Le cinéma d’action moderne a trouvé un second souffle grâce à l’esthétique ultra-violente et stylisée de la saga John Wick. En juin 2025, les spectateurs ont pu prolonger cette expérience immersive grâce au film d’action thriller d’action chorégraphié Ballerina, qui place sous les projecteurs une nouvelle figure d’assassin. Ce long-métrage cherche à enrichir la mythologie de la Grande Table tout en imposant sa propre identité visuelle.
Porté par l’actrice Ana de Armas, ce projet ambitieux a suscité d’immenses attentes auprès des amateurs de combats millimétrés. Pourtant, sa production complexe et les choix artistiques de sa réalisation ont suscité de vifs débats. Entre coulisses agitées, cascades spectaculaires et cohérence narrative, l’œuvre propose un voyage intense au cœur d’une organisation secrète impitoyable.

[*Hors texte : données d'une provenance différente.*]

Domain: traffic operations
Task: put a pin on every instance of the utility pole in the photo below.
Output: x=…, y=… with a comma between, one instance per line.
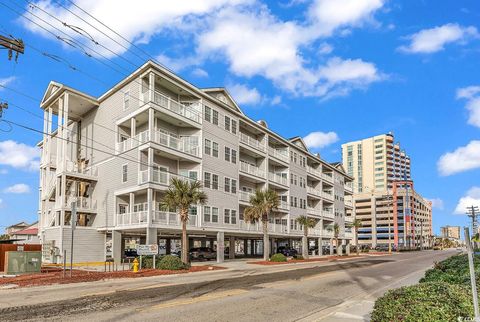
x=73, y=218
x=472, y=212
x=13, y=45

Une vengeance gravée dans le sang de la Ruska Roma
L’intrigue de Ballerina suit le parcours d’Eve Macarro, une jeune femme hantée par l’assassinat de son père sous ses yeux d’enfant. Recueillie par Winston Scott, le célèbre gérant du Continental de New York, elle intègre la Ruska Roma. Cette organisation criminelle utilise une troupe de ballet au Tarkovsky Theater comme couverture pour former des tueurs d’élite. Pendant douze ans, Eve y apprend à devenir une redoutable tueuse sous couverture, combinant la grâce de la danseuse classique à la précision d’un soldat.

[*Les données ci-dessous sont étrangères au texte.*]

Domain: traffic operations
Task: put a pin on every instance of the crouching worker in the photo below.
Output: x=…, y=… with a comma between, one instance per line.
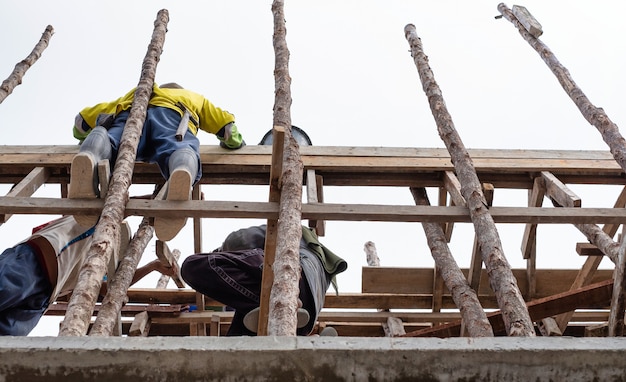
x=168, y=139
x=232, y=275
x=43, y=267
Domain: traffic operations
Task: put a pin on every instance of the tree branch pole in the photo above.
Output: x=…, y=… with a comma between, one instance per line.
x=464, y=296
x=117, y=290
x=286, y=267
x=15, y=78
x=107, y=232
x=594, y=115
x=510, y=301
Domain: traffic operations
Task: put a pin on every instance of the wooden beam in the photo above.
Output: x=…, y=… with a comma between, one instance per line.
x=616, y=317
x=595, y=294
x=27, y=187
x=420, y=280
x=315, y=195
x=559, y=192
x=476, y=263
x=327, y=211
x=530, y=232
x=168, y=259
x=196, y=194
x=453, y=186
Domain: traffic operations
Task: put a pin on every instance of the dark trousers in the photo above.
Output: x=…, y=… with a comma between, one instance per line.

Après avoir éliminé une dissidente, elle gagne le titre de « Kikimora », une figure mythique qui protège les opprimés. Sa quête de justice personnelle la mène rapidement sur la piste d’une secte d’assassins dirigée par le redoutable Chancelier Pine. Ignorant la trêve imposée par sa hiérarchie, l’héroïne se lance dans une traque sanglante qui la conduit de New York jusqu’aux ruelles enneigées de Prague et aux montagnes de Hallstatt.
Les coulisses d’une production sous haute tension
La genèse de Ballerina a connu de nombreux rebondissements qui ont alimenté les discussions des cinéphiles. Initialement prévu pour l’été 2024, le film a vu sa sortie repoussée d’une année afin de parfaire ses scènes de combat. Les rumeurs ont longtemps évoqué des désaccords majeurs sur la mise en scène, suggérant que le coordinateur en chef Chad Stahelski avait totalement repris les commandes du plateau.
La réalité s’avère plus nuancée. Le réalisateur Len Wiseman a mené 29 jours de tournages complémentaires avec l’appui technique de Stahelski, notamment pour pousser le curseur de l’action encore plus loin. Les acteurs ont d’ailleurs insisté sur le fait que ces sessions visaient à sublimer le spectacle visuel plutôt qu’à corriger des erreurs. De plus, une version longue de près de quatre heures est déjà évoquée par le réalisateur, promettant d’intégrer des scènes coupées avec l’actrice française Anne Parillaud, un hommage direct au film culte Nikita.
Entre virtuosité et doutes, un accueil contrasté
Sur le plan chronologique, l’histoire s’insère entre le troisième et le quatrième volet de la saga principale. Ce choix temporel permet l’apparition de figures familières comme Charon ou John Wick lui-même. Cependant, ce positionnement a suscité quelques interrogations chez les fans pointilleux, qui peinent à intégrer logiquement ce détour autrichien dans l’agenda déjà très chargé du célèbre tueur à gages.
Lors de son exploitation en salles, l’accueil du public s’est révélé particulièrement partagé. Les amateurs d’action pure ont salué des affrontements d’une grande violence créative, incluant l’usage de patins à glace, de grenades et un duel final mémorable au lance-flammes. En revanche, d’autres observateurs ont regretté un scénario trop prévisible et un montage parfois saccadé qui tranche avec la fluidité habituelle de la franchise. Ces retours mitigés se sont ressentis dans les salles, où le film a connu un démarrage difficile par rapport à son budget de production estimé à 90 millions de dollars.
Ce premier spin-off confirme que l’univers de la Grande Table possède encore de nombreuses histoires à révéler, même si l’absence du héros principal se fait parfois sentir. Le parcours d’Eve Macarro pose néanmoins des bases solides pour d’éventuelles suites, prouvant que la relève féminine est prête à manier les armes avec autant de hargne que ses aînés.